At present, virus infection is still a common threat to public health in developing countries (Liu et al., 2013; Mao et al., 2013; Zhang and Wang, 2014). Human rabies remains a matter of great global concern with a case-fatality of almost 100% (Willoughby et al., 2005; Takayama, 2008). The rabies virus belongs to the neurotropic type of virus of the Lyssavirus genus, and the disease presents as a deteriorating encephalomyelitis and is endemic throughout much of the world, particularly in Africa and Asia (Fooks et al., 2014). Previous data have shown that, globally, approximately 59 000 human deaths are caused by rabies per year (Hampson et al., 2011). Fortunately, human rabies can be treated through the timely administration of post-exposure prophylaxis (PEP). These days immunization using the rabies vaccine has become standard practice for individuals who have suffered bites or scratches from an animal, or who have been exposed to the body fluids of an infected animal (Willoughby et al., 2005; Johnson et al., 2014). However, we have recently encountered a case of human rabies which arose through a rare transmission method, and we believe that lessons can and should be learnt from this incident.

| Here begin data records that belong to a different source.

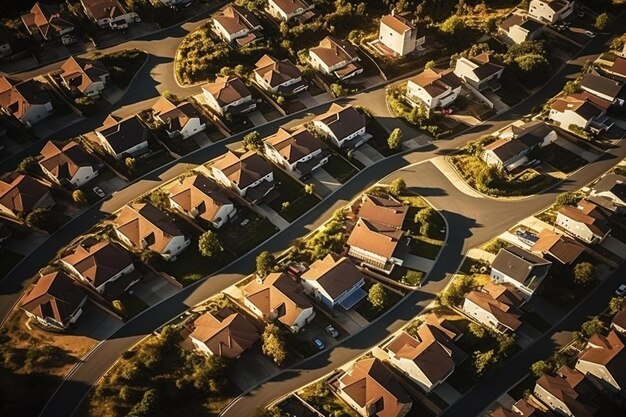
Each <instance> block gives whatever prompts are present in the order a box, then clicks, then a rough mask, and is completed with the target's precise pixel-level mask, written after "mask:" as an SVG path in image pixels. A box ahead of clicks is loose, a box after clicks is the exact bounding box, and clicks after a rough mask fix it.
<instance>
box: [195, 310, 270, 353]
mask: <svg viewBox="0 0 626 417" xmlns="http://www.w3.org/2000/svg"><path fill="white" fill-rule="evenodd" d="M189 338H190V339H191V343H193V346H194V347H195V348H196V349H197V350H199V351H200V352H202V353H204V354H205V355H216V356H220V357H223V358H227V359H236V358H238V357H240V356H241V354H242V353H243V352H245V351H246V350H248V349H250V348H251V347H252V345H253V344H254V343H256V341H257V340H259V339H260V338H261V335H260V334H259V332H258V330H257V329H256V327H254V325H253V324H252V323H250V320H248V319H247V318H246V316H244V315H243V314H241V313H237V312H235V311H233V310H231V309H230V308H224V309H222V310H221V311H219V312H217V313H215V314H212V313H210V312H206V313H204V314H202V315H201V316H200V317H198V318H197V319H196V320H195V321H194V322H193V332H192V333H191V334H190V335H189Z"/></svg>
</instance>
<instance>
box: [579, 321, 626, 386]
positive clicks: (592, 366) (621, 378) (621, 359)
mask: <svg viewBox="0 0 626 417" xmlns="http://www.w3.org/2000/svg"><path fill="white" fill-rule="evenodd" d="M576 369H577V370H578V371H580V372H581V373H582V374H584V375H585V376H586V377H587V378H588V379H589V380H590V381H591V382H593V383H594V384H596V385H597V386H598V387H600V388H601V389H605V390H607V391H609V392H612V393H615V392H617V391H622V392H623V391H624V388H626V349H625V348H624V336H620V335H619V333H617V332H615V331H610V332H609V334H608V335H607V336H602V335H600V334H595V335H593V336H591V338H590V339H589V340H588V341H587V346H586V347H585V349H584V350H583V351H582V352H581V353H580V354H579V355H578V360H577V361H576Z"/></svg>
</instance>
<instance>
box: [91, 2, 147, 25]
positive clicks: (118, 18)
mask: <svg viewBox="0 0 626 417" xmlns="http://www.w3.org/2000/svg"><path fill="white" fill-rule="evenodd" d="M80 2H81V3H82V4H83V9H85V14H86V15H87V16H88V17H90V18H91V19H92V20H93V21H94V22H96V23H97V24H98V26H100V27H101V28H111V29H115V30H124V29H128V25H130V24H131V23H139V22H141V19H140V18H139V15H137V13H135V12H129V11H127V10H126V9H125V8H124V6H122V3H120V2H119V0H80Z"/></svg>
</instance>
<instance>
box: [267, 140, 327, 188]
mask: <svg viewBox="0 0 626 417" xmlns="http://www.w3.org/2000/svg"><path fill="white" fill-rule="evenodd" d="M264 147H265V156H267V157H268V158H269V159H270V160H271V161H272V162H274V163H275V164H276V165H278V166H280V167H283V168H285V169H286V170H288V171H290V172H292V173H293V174H295V175H297V176H299V177H302V176H305V175H309V174H311V173H312V172H313V171H315V170H316V169H317V168H320V167H321V166H323V165H325V164H326V163H327V162H328V158H329V157H330V152H329V151H328V147H327V146H326V144H324V142H322V141H321V140H320V139H318V138H316V137H315V136H314V135H313V134H312V133H311V132H309V131H308V130H306V129H304V128H301V129H299V130H297V131H295V132H293V133H291V132H289V131H287V130H285V129H283V128H279V129H278V132H276V134H274V135H272V136H270V137H269V138H267V139H266V140H265V143H264Z"/></svg>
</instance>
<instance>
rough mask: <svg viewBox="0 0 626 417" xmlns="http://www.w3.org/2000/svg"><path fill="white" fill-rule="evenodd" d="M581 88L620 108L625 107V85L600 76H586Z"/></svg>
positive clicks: (587, 75)
mask: <svg viewBox="0 0 626 417" xmlns="http://www.w3.org/2000/svg"><path fill="white" fill-rule="evenodd" d="M580 88H582V89H583V91H586V92H588V93H590V94H593V95H595V96H597V97H600V98H601V99H604V100H606V101H608V102H610V103H612V104H615V105H618V106H623V105H624V102H625V101H626V89H625V88H624V83H622V82H619V81H615V80H612V79H610V78H607V77H603V76H601V75H598V74H593V73H587V74H585V75H584V76H583V79H582V80H581V81H580Z"/></svg>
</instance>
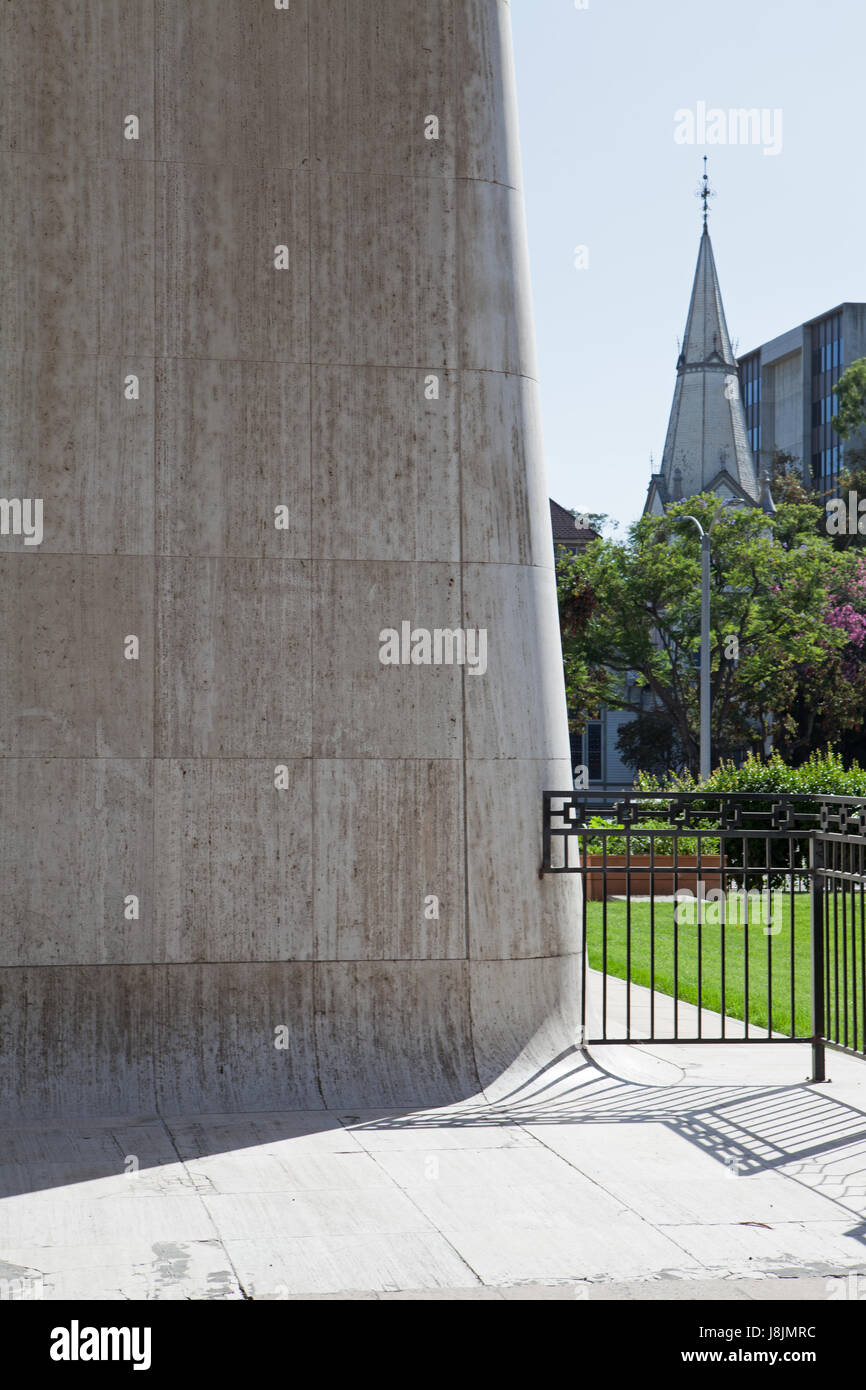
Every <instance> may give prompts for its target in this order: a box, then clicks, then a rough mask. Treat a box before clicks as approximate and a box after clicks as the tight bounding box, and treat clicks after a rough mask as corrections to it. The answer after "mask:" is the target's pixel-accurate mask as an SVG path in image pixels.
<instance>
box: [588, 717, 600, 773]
mask: <svg viewBox="0 0 866 1390" xmlns="http://www.w3.org/2000/svg"><path fill="white" fill-rule="evenodd" d="M584 742H585V755H587V758H585V763H587V771H588V776H589V781H591V783H594V781H602V777H603V767H602V763H603V759H602V746H603V739H602V721H601V719H598V720H589V723H588V724H587V733H585V735H584Z"/></svg>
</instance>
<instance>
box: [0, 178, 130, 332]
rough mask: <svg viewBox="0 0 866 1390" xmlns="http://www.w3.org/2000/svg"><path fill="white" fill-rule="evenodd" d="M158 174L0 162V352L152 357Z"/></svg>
mask: <svg viewBox="0 0 866 1390" xmlns="http://www.w3.org/2000/svg"><path fill="white" fill-rule="evenodd" d="M153 214H154V190H153V165H152V164H145V163H143V161H140V160H114V161H90V163H86V161H83V160H81V158H76V160H71V158H68V157H67V158H61V157H51V156H47V154H46V156H22V154H1V156H0V245H4V247H6V252H4V256H6V257H8V261H10V263H11V264H14V265H15V277H14V278H13V277H3V278H0V349H3V350H8V352H11V353H13V354H19V353H21V352H25V350H29V349H35V350H39V352H57V353H72V354H79V353H81V354H88V353H90V354H96V356H104V354H107V353H111V354H118V356H120V354H124V353H132V354H142V356H149V354H153V343H154V309H153Z"/></svg>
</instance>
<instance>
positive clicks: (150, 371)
mask: <svg viewBox="0 0 866 1390" xmlns="http://www.w3.org/2000/svg"><path fill="white" fill-rule="evenodd" d="M0 371H1V374H3V410H1V411H0V496H4V498H42V500H43V532H44V537H43V541H42V545H40V546H39V550H40V553H43V555H44V553H50V552H56V553H58V555H74V553H89V555H152V553H153V360H149V359H142V357H122V359H118V357H114V356H111V357H74V356H53V354H46V356H42V354H39V353H31V354H26V356H25V357H24V359H21V356H19V354H15V356H11V354H10V356H8V357H7V359H6V360H4V361H3V364H1V367H0ZM129 375H136V377H138V379H139V399H138V400H126V399H125V382H126V378H128V377H129ZM25 549H26V548H25V545H24V541H22V538H21V537H15V535H13V534H10V535H0V550H17V552H21V550H25Z"/></svg>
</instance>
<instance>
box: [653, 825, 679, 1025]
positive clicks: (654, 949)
mask: <svg viewBox="0 0 866 1390" xmlns="http://www.w3.org/2000/svg"><path fill="white" fill-rule="evenodd" d="M676 910H677V905H676V901H674V912H676ZM655 1036H656V837H655V834H653V831H652V830H651V831H649V1037H651V1038H655Z"/></svg>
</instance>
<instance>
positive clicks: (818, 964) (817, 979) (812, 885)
mask: <svg viewBox="0 0 866 1390" xmlns="http://www.w3.org/2000/svg"><path fill="white" fill-rule="evenodd" d="M823 867H824V842H823V841H822V840H819V838H817V835H812V837H810V840H809V933H810V944H812V1080H813V1081H824V1080H826V1079H827V1076H826V1069H824V1027H826V1022H824V881H823V878H822V877H820V874H819V873H817V870H819V869H823Z"/></svg>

On June 22, 2014, a middle-aged male worker suffered a laceration to his right thumb from a cutter knife. The wound was 1.5 cm in length, and was accompanied by minimal bleeding. Once cleaned, disinfected, and sutured, the wound was dressed with gauze. As part of the treatment the patient received an administration of tetanus antitoxin. On July 6, the sutures were removed, and it was observed that the wound was healing well and subsequently redressed with gauze. On July 7, a relative of the man was bitten on the right calf by a stray dog at a highway service station. When he assisted his relative, the man’s gauze was contaminated with the relative’s blood. The gauze was immediately discarded, but he did not seek further medical attention or receive a rabies vaccination. On Sept. 1, he began to experience nighttime agitation and sleep disturbance. On Sept. 9, he suffered from right upper extremity parasthesia in the form of crawling and stinging sensations. On Sept. 10, he experienced more severe symptoms including photophobia, hydrophobia, anemophobia, pharyngeal muscle spasms, excessive sweating, salivation, chest tightness, irritability, and delirium. He was transferred to our hospital and rabies was suspected based on clinical presentation. The patient was isolated in a quiet single room and advised to avoid light and stimulation; sedation was also provided. Saliva samples of the patient were collected and tested by the State Key Lab of Diagnosis and Treatment of Infectious Diseases (Hangzhou, China), and a nested reverse transcription-polymerase chain reaction (RT-PCR) confirmed the presence of rabies virus RNA (Fig. 1). The reverse transcription-polymerase chain reaction (RT-PCR) kit for the detection of rabies virus RNA was purchased from TaKaRa Biotechnology Co., Ltd. (Dalian, China). The patient markedly deteriorated after admission, and experienced lapses in consciousness and convulsions. At 1:00 p.m. on Sept. 11, he suffered cardiac and respiratory arrest, and then died after attempts at resuscitation proved unsuccessful. In contrast, the relative who was bitten by the rabid dog received timely inoculation with the rabies vaccine and suffered no complications.
At present, most developed countries have effectively eliminated rabies from their domestic dog populations (Coleman et al., 2004). However, as a developing country, human rabies remains a significant health risk in some areas in China. The poorest countries or regions are most vulnerable to the threat of a rabies epidemic, as the administration of domestic dog vaccinations is not widespread or consistent (Hampson et al., 2015).
Generally speaking, human rabies has unique clinical manifestations that are easily distinguished from other conditions, and death is usually inevitable following clinical onset. Information about whether or not the deceased patient had a prior history of animal bites or exposure to animal body fluids is usually pivotal in directing the diagnosis away from rabies. However, the aforementioned case was unusual because of the method of virus transmission, namely that it is possible that the rabies virus was indirectly transmitted from one person to another through the exposure of damaged skin to saliva-contaminated blood from an individual bitten by a rabid dog.
Thus, a key lesson which the current case reveals is that in instances where broken skin or mucous membranes have been exposed to saliva-contaminated blood of an individual who has been bitten by an animal, he/she should receive timely wound management and immediate administration of rabies vaccine and/or human rabies immunoglobulin.
Footnotes
Compliance with ethics guidelines: Jian-yong ZHU, Jian PAN, and Yuan-qiang LU declare that they have no conflict of interest.
All procedures followed were in accordance with the ethical standards of the responsible committee on human experimentation (institutional and national) and with the Helsinki Declaration of 1975, as revised in 2008 (5). Informed consent was obtained from all patients for being included in the study.